Zhukovsky went blind, but continued to record his poems with a machine he invented. He died in Baden-Baden at the age of sixty-nine. His body was shipped to St. Petersburg, where he was buried at the Alexander Nevsky Monastery, next to the grave of Karamzin. The proximity was symbolic. If not for Pushkin, Zhukovsky and Karamzin would be considered the fathers of the new Russian literature: Karamzin of prose, and Zhukovsky of poetry. The rare combination of talent, grace, and kindness that these two men embodied was probably not seen again in Russian culture until Anton Chekhov.
On February 6, 1856, the writer Dmitry Grigorovich went to a dinner given by Contemporary (arguably the best Russian magazine of the time). The monthly dinners celebrating the latest issue were a tradition started by the editor, the great poet Nikolai Nekrasov, at the helm from 1847.
Grigorovich was bringing another of the magazine’s authors with him—the clumsy, ugly, and passive-aggressive Count Leo Tolstoy. The twenty-seven-year-old count had already published several prose pieces in Contemporary, including the novellas Childhood and Adolescence and sketches from his experiences in the Crimean War, but he still did not feel like an insider.
On the way, the gentlemanly Grigorovich gave the grumpy Tolstoy advice on how to behave at the dinner—not in the sense of social etiquette (the magazine’s crowd did not care about that) but in terms of political correctness. Grigorovich worried that the young count, the only of the magazine’s authors to sport a military uniform, had an embarrassing inclination to shoot from the hip, making provocative pronouncements—for example, that Shakespeare was nothing more than an empty phrasemonger.
Grigorovich particularly asked Tolstoy not to berate George Sand, for he had often heard the count attack the celebrated French novelist and feminist. They “fanatically adored” her at Contemporary, Nekrasov and his closest associate, the radical critic Nikolai Chernyshevsky, and the magazine’s constant contributor, liberal writer Ivan Turgenev.
Later Grigorovich recalled, “At first, the dinner went well; Tolstoy was rather taciturn, but toward the end he gave in. Hearing praise for Sand’s latest novel, he abruptly declared that he hated her, adding that the heroines of her novels, if they existed in real life, should be put in stocks and driven around the streets of St. Petersburg as a lesson.”3
Nekrasov was offended and wrote to a friend about Tolstoy’s outburst: “What nonsense he babbled at my dinner yesterday! The devil knows what’s in his head! He says such stupid and even nasty things. It would be a shame if these traits of landowning and military influence do not change in him. An excellent talent will be lost!”4
Turgenev was also outraged: “I almost quarreled with Tolstoy—really, it’s impossible for ignorance not to show in one way or another. The other day, at Nekrasov’s dinner, he said so many trite and crude things about G. Sand that I can’t even convey it all.”5
In our day, very few people read the novels of George Sand (she wrote almost sixty) with the same interest as progressive intellectuals all over Europe did at the time; people look at her books today primarily because they have heard about her notorious affairs with Chopin, Alfred de Musset, and Prosper Mérimée. But in the mid-nineteenth century, Sand’s works were perceived as more than romans à clef or entertaining super-romantic narratives; they were textbooks of life.

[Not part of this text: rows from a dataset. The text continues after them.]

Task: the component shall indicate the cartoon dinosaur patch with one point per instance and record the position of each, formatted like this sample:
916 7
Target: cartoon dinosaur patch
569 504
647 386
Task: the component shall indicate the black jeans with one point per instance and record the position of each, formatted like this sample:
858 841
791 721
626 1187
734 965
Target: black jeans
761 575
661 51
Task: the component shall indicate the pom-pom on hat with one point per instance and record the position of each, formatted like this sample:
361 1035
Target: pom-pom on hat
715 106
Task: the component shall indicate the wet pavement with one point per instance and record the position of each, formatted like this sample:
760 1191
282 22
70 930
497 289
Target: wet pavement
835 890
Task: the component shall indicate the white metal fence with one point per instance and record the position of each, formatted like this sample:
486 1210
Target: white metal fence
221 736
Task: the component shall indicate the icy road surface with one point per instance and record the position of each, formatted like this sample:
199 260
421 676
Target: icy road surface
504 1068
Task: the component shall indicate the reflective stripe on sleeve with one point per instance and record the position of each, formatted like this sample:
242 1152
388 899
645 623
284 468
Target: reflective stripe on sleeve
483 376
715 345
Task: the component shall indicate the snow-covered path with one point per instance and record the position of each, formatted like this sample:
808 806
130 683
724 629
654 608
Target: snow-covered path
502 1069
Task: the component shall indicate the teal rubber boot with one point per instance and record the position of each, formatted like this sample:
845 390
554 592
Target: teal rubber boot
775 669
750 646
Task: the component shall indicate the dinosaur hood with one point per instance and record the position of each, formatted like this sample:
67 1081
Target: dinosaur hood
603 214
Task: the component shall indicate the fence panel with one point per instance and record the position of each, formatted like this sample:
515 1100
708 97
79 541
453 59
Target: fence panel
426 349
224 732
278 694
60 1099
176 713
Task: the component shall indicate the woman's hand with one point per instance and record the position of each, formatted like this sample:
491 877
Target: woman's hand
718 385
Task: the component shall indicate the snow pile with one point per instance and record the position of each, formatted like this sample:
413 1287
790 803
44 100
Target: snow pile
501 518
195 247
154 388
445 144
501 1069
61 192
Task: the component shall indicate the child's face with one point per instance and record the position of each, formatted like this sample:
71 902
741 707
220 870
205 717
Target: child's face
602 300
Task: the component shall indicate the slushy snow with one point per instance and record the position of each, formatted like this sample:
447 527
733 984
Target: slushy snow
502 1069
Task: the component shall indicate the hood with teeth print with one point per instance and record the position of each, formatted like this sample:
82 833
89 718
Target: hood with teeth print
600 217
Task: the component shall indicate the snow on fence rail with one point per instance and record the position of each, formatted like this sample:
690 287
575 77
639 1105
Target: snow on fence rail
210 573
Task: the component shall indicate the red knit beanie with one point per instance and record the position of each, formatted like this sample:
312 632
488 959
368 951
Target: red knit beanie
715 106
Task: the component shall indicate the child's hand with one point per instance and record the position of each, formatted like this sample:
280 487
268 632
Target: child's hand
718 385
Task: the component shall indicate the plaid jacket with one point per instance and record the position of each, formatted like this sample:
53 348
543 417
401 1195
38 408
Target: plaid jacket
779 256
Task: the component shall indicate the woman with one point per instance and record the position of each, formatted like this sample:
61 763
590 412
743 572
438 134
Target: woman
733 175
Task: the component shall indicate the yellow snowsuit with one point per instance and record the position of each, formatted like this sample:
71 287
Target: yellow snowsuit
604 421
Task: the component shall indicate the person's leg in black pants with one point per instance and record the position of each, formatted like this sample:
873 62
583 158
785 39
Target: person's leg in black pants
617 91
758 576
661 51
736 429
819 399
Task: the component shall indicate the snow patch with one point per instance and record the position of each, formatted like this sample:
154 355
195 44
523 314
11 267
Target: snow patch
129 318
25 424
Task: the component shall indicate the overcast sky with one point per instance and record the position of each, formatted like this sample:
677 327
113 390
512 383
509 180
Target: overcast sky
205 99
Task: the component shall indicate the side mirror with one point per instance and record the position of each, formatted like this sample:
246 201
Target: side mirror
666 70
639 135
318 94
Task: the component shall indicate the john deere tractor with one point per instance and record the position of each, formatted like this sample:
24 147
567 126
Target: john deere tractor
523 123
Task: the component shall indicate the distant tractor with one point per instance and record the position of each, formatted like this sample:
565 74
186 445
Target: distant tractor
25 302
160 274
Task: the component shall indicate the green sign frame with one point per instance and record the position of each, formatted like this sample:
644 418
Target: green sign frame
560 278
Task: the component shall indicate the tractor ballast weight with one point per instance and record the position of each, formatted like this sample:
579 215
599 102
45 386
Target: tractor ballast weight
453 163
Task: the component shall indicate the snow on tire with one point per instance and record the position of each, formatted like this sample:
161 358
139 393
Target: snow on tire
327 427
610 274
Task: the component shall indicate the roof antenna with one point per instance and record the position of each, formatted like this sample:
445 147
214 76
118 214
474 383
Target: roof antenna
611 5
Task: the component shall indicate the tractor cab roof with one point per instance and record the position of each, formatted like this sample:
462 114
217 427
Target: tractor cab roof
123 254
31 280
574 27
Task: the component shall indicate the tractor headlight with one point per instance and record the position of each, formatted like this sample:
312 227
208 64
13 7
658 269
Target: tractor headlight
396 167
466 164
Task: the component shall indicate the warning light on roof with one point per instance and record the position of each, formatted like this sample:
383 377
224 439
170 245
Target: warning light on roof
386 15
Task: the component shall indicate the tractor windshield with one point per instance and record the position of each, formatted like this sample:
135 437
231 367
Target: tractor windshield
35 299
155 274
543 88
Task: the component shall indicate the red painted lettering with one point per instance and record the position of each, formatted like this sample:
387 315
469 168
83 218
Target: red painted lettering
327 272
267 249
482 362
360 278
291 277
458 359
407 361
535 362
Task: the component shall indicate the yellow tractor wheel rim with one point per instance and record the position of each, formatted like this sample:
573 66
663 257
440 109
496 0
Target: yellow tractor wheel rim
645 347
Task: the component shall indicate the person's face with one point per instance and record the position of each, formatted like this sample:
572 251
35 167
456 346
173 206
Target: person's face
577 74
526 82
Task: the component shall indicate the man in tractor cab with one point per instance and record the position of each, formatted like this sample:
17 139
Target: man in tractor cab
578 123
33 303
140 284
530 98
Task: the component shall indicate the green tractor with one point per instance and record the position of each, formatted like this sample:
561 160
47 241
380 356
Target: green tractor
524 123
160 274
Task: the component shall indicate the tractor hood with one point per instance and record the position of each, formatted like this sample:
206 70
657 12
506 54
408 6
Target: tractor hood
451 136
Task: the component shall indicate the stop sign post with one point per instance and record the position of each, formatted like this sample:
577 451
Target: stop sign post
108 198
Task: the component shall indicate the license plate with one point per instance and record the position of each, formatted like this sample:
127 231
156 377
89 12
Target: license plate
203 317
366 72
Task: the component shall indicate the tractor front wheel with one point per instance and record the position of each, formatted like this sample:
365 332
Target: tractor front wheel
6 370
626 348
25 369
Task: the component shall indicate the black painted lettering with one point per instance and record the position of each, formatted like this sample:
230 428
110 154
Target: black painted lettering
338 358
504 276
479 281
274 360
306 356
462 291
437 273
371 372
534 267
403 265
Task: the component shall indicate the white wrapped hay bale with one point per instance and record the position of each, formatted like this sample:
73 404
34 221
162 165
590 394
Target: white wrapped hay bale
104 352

Dostoevsky recalled that he considered Sand then as the head of a movement for a radical social renewal of humanity. The adoration of Sand in Russia was particularly fervent, and Dostoevsky explained why: “Only this was permitted, that is, novels, the rest, practically every thought, especially from France, was strictly banned.” (According to Dostoevsky, the Russian censors made a huge error in allowing the works of George Sand.)